The High Authority for Health wants general practitioners to be able to prescribe a powerful sedative to support end-of-life patients, in a recommendation sent to the public authorities.
Have the right to die at home. The High Authority for Health (HAS) took a step in this direction on Monday February 10 by publishing a recommendation addressed to public authorities. She wants GPs to be able to prescribe Midazolam, a product that permand placing the patient in a state of continuous deep sedation until death (SPCJD).
Doctors indicted for prescribing midazolam
“Today, we very clearly recommend that the doctor be able to access it directlyasserts Dr. Pierre Gabach, member of the HAS, who participated in the drafting of the recommendations, during an exchange with the press. It is up to the Ministry of Health to ensure that now, by regulation, this is possible“.
1? #Communicated | To help healthcare professionals support their end-of-life patients? HAS publishes the terms and conditions for the use of medicines from the #sedation in hospital and at home
???? Read the press release online: https://t.co/ftKZxqjVil pic.twitter.com/7GRuyFiPQ3
– High Authority for Health (@HAS_sante) February 10, 2020
Currently, the law does not prohibit the prescription of this drug by general practitioners, but its use is highly regulated and, in fact, almost impossible. At the end of 2019, a couple of doctors from Normandy were indicted and banned from practicing for having administered Midazolam to five patients a few days before their death. A decision that shocked many members of the profession who launched a petition of support and shared several media platforms demanding a change in the Claeys-Leonetti law on the end of life.

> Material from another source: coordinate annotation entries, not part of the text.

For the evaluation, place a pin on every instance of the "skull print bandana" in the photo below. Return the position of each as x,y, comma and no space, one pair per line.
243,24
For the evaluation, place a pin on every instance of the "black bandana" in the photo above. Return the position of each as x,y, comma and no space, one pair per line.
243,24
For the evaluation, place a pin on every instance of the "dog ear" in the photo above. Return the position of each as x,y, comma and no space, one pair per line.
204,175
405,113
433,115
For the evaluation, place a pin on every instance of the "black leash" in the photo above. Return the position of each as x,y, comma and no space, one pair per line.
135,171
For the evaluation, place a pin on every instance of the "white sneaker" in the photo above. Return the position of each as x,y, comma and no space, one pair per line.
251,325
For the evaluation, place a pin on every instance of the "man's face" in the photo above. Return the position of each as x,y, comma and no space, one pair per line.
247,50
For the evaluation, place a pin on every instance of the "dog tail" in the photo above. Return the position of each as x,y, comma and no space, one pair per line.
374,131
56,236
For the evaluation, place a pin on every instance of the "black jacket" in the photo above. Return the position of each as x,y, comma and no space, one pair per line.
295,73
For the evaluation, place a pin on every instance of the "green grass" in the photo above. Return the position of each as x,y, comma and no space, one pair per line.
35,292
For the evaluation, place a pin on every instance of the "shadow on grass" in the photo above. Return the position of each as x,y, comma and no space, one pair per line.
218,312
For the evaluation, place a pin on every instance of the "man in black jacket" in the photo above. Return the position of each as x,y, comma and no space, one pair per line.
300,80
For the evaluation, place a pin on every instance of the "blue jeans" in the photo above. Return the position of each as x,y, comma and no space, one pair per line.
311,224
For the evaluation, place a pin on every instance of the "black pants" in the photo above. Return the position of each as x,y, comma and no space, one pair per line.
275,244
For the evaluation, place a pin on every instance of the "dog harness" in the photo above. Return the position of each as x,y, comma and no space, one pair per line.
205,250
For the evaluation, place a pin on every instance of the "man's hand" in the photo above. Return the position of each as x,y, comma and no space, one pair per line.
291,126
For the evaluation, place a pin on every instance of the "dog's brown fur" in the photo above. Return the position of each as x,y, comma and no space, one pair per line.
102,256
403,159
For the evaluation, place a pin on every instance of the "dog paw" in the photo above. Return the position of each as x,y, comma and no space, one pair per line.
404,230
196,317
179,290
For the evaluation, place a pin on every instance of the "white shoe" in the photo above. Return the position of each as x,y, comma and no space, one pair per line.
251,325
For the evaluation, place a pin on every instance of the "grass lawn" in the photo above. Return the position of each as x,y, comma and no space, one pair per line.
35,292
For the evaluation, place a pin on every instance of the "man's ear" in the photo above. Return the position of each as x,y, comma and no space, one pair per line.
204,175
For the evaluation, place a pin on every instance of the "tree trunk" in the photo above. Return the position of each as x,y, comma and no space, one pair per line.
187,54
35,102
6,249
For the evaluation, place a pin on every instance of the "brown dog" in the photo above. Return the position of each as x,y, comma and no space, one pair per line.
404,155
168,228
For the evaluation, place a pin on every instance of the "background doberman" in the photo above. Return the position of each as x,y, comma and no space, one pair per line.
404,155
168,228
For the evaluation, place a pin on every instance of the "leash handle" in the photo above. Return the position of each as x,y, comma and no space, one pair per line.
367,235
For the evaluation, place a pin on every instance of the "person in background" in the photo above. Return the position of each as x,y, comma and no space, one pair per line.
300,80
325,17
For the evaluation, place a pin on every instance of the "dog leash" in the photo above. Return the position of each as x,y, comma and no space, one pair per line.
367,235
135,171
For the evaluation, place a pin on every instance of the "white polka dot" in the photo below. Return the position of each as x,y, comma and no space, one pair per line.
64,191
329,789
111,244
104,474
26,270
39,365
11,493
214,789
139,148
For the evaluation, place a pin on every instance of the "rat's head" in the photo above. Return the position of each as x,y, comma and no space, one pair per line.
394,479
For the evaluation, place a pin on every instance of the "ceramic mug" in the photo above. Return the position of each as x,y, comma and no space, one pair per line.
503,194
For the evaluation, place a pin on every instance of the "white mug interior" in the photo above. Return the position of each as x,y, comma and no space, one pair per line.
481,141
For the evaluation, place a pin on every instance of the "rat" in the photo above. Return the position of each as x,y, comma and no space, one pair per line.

The Minister of Health will have to decide
Pierre-Louis Drouais, general practitioner in Yvelines (78) and member of the HAS, has several times been confronted with end-of-life patients and, for him, it is obvious that this sedative must be made available to general practitioners. “Imagine a patient who suffers from bone metastases, prostate cancer for example, it is horribly painful, he explains to France info. He is on morphine at doses that sometimes make pharmacists shudder and we realize that even with that, he continues to suffer.
In its recommendation, the High Authority for Health specifies that the prescription of this powerful sedative must respect certain rules. Thus, the decision must be taken collectively, the doctor must be in contact with a palliative care unit and the patient must be able to be placed in a hospital if the situation becomes complicated. The Minister of Health, Agnès Buzyn, will have to decide on these recommendations and on the framework for the use of Midazolam outside hospitals.